After the house has been framed, sheathed, and windows and doors installed, it is always good to perform a “blower door” test to verify the air sealing performance of the home. Best to do this before insulating and drywall, so that you can see where the air is infiltrating and seal it up. You should try to hit an air changes per hour (ACH) of 1 - 1.5 measured at a pressure of 50 Pascals.

You will need to do this again after construction is nearly finished; the energy code may require it if you take this option as an energy credit. There is even a product that will spray into the air during a blower door test to seal up cracks in the drywall, if you need a little extra sealing at the finish line.

Insulation

In a Passive House, more insulation is better. My favorite wall assembly is a 11-1/4” cavity formed by two layers of studs (the “double wall”) and packed full of cellulose insulation. The wall ends up being about a foot thick. This wall works in the Pacific Northwest but not all climates.

To avoid an extra layer of framing, you can build a traditional 2x6 structural wall and then wrap the building with insulation on the outside - be it rigid foam, mineral wool, fiber board, or even cork. Or you can construct your home from foam sandwich panels (SIPs).

A good target for most homes in this climate is R40 walls and floors and R60 roofs. 11-7/8” TJI’s (wood I joists) in the floors get you to about R-40. 14” TJI’s get you to about R-50. You can add a couple inches of rigid insulation on top to get to R-60.

One important part of designing the building envelope (wall, floor, roof) is to understand vapor diffusion. Water should not be allowed through the primary water barrier on the building exterior, but vapor can often transport through the building assemblies. It is often a good idea to use cellulose and fiberboard in combination to allow vapor to permeate through the entire wall. If you use foam, just be sure never to trap moisture in a wall with vapor impermeable materials on both sides.

To Slab, or Not to Slab?

Concrete is an energy intensive building material and a significant contribution to CO2 emissions. But, it has the advantage of durability. If your design is a good fit for a heated concrete slab, plan to insulate it fully with 4-5” of insulation to reach R-30 and provide an under-slab rated vapor barrier.

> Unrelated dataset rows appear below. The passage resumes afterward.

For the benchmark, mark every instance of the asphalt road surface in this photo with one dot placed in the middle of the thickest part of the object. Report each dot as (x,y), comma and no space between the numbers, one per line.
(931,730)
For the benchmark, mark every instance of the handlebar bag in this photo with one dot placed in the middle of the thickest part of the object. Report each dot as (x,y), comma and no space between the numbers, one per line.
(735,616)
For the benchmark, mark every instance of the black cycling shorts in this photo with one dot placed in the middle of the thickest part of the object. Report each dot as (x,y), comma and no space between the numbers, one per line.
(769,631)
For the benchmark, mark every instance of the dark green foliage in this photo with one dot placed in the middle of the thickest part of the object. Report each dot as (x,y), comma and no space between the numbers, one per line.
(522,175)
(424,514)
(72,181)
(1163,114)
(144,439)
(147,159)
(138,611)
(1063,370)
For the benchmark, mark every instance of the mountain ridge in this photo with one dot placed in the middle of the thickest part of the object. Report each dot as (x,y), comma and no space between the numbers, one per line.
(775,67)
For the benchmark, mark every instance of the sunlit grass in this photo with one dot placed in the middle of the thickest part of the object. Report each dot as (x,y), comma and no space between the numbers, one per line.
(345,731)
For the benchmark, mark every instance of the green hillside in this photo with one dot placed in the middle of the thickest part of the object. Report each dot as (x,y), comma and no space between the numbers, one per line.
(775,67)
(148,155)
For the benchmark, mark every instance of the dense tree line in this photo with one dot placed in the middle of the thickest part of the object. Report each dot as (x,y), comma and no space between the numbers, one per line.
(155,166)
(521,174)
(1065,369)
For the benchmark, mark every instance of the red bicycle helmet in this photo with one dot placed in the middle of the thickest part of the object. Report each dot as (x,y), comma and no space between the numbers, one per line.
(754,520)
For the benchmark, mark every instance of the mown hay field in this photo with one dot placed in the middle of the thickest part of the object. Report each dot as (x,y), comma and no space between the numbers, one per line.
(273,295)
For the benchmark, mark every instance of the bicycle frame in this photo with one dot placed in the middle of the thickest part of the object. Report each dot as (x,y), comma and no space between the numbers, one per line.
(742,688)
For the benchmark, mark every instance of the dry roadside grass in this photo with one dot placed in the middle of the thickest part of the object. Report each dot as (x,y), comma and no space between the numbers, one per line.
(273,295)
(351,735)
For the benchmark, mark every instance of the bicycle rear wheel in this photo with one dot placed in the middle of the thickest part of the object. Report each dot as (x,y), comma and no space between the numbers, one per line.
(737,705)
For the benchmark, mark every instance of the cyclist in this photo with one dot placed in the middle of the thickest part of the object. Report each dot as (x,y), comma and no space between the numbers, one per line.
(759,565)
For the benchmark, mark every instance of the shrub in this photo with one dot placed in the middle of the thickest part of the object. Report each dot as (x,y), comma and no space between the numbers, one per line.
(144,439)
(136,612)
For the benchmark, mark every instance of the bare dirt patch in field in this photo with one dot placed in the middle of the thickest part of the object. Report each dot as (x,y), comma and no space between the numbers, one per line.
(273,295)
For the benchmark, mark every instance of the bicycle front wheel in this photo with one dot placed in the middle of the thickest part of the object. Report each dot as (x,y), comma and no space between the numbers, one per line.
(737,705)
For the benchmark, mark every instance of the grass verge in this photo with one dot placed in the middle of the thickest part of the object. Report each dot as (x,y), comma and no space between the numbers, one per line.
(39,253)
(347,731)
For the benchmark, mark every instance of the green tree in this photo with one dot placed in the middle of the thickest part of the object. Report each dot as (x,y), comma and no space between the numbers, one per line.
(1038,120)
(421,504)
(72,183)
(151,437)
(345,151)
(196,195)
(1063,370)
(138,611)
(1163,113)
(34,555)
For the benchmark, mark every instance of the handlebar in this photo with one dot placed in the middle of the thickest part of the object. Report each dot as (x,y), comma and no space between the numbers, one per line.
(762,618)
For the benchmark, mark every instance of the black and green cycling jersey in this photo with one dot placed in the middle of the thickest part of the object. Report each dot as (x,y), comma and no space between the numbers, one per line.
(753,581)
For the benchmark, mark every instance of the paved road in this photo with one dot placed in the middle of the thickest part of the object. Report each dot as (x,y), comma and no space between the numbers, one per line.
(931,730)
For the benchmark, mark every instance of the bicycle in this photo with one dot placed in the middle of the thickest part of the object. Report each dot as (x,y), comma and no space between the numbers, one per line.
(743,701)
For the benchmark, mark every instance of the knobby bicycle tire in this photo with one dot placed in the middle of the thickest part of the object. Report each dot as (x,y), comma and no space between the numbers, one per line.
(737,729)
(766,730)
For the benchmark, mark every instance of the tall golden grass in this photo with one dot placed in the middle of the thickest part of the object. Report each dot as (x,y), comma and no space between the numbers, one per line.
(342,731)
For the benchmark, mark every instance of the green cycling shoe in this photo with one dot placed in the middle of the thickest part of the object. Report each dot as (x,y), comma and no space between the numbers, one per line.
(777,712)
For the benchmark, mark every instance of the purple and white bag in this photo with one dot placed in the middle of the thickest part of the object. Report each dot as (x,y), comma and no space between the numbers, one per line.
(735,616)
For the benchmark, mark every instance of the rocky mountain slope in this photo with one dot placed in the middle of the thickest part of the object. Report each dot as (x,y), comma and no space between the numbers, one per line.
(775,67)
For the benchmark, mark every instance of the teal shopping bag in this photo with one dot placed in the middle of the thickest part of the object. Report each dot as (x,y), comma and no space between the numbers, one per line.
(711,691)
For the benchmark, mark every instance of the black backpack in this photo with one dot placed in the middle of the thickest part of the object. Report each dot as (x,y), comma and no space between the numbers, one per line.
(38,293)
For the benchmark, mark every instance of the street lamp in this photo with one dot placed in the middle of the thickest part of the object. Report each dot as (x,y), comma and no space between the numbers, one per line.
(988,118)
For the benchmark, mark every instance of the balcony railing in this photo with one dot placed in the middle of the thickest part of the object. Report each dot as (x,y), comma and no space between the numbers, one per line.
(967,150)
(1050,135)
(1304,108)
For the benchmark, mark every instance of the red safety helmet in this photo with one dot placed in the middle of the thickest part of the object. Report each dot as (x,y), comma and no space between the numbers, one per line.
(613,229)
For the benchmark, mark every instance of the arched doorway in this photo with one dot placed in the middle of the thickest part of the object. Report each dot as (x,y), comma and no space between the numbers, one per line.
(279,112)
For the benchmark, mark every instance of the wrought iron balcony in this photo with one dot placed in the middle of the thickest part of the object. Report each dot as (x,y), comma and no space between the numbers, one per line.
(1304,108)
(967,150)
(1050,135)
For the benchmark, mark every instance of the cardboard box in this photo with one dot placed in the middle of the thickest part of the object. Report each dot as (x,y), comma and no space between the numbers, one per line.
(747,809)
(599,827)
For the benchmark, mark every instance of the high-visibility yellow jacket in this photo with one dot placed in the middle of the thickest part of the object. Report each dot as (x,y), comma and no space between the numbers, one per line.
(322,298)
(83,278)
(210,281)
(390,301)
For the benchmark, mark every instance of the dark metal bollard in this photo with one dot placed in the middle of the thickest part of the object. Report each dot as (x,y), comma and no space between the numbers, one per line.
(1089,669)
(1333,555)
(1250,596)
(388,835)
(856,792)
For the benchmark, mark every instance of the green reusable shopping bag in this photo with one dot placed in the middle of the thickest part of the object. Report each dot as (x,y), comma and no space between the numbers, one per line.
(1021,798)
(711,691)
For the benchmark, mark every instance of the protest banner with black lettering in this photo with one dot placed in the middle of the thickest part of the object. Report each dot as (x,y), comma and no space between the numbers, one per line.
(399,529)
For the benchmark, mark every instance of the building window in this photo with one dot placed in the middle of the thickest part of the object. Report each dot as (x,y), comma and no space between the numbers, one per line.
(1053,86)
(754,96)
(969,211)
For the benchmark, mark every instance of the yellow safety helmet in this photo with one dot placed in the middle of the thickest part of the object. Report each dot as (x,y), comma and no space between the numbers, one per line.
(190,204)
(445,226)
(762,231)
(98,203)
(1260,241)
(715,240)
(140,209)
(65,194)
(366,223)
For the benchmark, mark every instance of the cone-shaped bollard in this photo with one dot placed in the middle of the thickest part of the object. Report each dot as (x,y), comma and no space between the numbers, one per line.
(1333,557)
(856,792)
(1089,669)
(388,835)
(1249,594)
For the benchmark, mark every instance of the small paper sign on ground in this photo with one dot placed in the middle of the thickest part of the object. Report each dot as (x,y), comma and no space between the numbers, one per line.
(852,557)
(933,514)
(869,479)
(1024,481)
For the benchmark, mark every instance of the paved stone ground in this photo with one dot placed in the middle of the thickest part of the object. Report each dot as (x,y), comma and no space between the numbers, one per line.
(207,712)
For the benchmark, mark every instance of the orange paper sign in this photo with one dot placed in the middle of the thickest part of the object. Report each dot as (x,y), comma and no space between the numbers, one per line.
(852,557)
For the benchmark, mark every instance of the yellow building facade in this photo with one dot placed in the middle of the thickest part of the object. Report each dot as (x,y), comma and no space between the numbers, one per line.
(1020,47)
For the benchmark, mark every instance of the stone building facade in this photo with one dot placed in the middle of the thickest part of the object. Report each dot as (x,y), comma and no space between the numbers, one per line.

Crawl spaces are man’s gift to spiders. They work pretty well in the Pacific Northwest, but not most other climates. It may be a less expensive option to provide a crawl than an insulated slab. Be sure to provide a vapor barrier on the floor of the crawl or on the underside of the floor.

Windows and Doors

Getting high-performance windows and doors in the United States is difficult - and by “difficult” I mean expensive. Most domestic manufacturers do not make them, or do not try to sell them to you.

Meanwhile, they are standard in Europe. (Many high-end European manufacturers source them from the Czech Republic, and for many years I have sourced products directly from suppliers there, which comes with its own logistical complications.)

Weco windows - very awesome European products in which the handle for operable units is mounted directly on the glass. Still looking to get them into a project.

Providing high performance windows and doors is the easiest single line-item to chop from the budget, but don’t be tempted. Most of the energy lost from a home is through windows. The better your glass, the more of it you can have, and the more of it you can have facing directions other than South. Further, if the inside surface of the glass falls 7 degrees below the ambient temperature in the home, drafts will form.

I recommend triple pane windows with a U-value of 0.18 and thermally insulated frames. For budget projects this means plastic (PVC). I often provide my clients with an option for a more aesthetically pleasing double-paned wood window with a U-value in the very low 20’s. If you are building a million dollar house, you can prioritize both aesthetics and performance.

I work very closely with my window manufacturers to create a package in which we look for where to save money in the specification of unit sizes. We often go through 2-3 iterations of design on the windows. I rarely bid out packages to multiple suppliers. Find someone you like working with and hone in on the best value for your project.